Il vertice di Stoccolma si verificò, inoltre, all’interno di una cornice congressuale aperta e invitante, che vide anche un’ampia partecipazione civile: attivisti e ONG vi presero parte, creando un’eco destinata a diffondersi anche fra i cittadini, che presero a cuore la questione attraverso movimenti e iniziative che culminarono di lì a qualche decennio con il Summit della Terra del 1992 a Rio de Janeiro.
La Conferenza delle Nazioni Unite sull’Ambiente Umano segnò dunque uno spartiacque nell’evoluzione del rapporto dell’umanità con la terra e della preoccupazione globale per l’ambiente.

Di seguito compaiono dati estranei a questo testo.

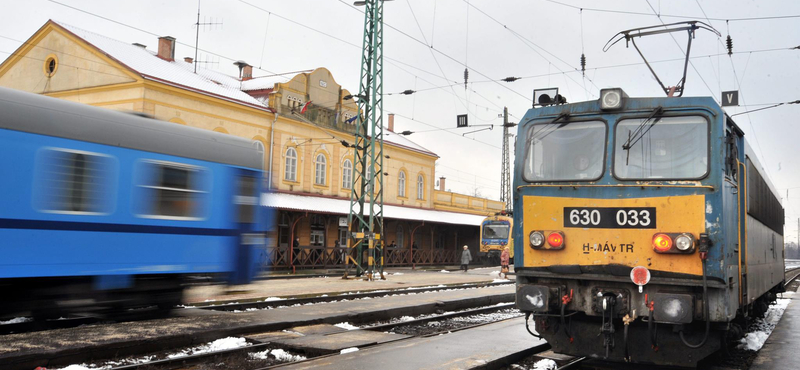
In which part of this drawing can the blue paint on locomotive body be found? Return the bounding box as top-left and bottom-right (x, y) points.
(513, 93), (744, 281)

Celebrare il 5 Giugno una giornata in memoria di quel grande evento è senz’altro un modo per richiamare l’attenzione su un momento cruciale della storia. Tuttavia, se oggi stiamo attraversando la più grande crisi ambientale che si sia mai verificata, e ci stiamo avvicinando sempre di più a quel “break even point” i cui i danni diventeranno irreversibili, qualcosa non è andato per il verso giusto. Le iniziative fino a oggi intraprese non sono sufficienti, poiché concentrare la questione ambientale su un problema legato esclusivamente alla natura offre una visione parziale. Preoccuparsi dell’ambiente senza cambiare quel paradigma sull’uomo che lo vede come un soggetto isolato e individualista, che agisce per il proprio tornaconto secondo la logica del “mors tua, vita mea” non permetterà mai di fare veri progressi, poiché il rispetto dell’ambiente verrà sempre percepito come una serie di norme a cui attenersi contrapposte a una indole umana naturalmente distruttiva ed egoista. Senza, dunque, un riconoscimento dell’essere umano come animale sociale e per natura propenso a rapporti costruttivi, qualsiasi azione, anche con le migliori intenzioni, rischia di rimanere fine a se stessa, poiché portata avanti da individui con un pensiero inadeguato sulla loro indole. Cominciare a cambiare il pensiero sull’uomo potrebbe essere un punto di partenza per dare a queste politiche una connotazione diversa, da percepire non più come contrapposte ma come foriere di progresso. Un progresso volto al raggiungimento di quell’anelato benessere psicofisico che da sempre l’uomo ricerca attraverso il proprio agire, e che probabilmente non si tradurrà in un aumento della capacità produttiva, ma in un miglioramento generale delle proprie condizioni di vita, attraverso una storia diversa, ancora tutta da scrivere.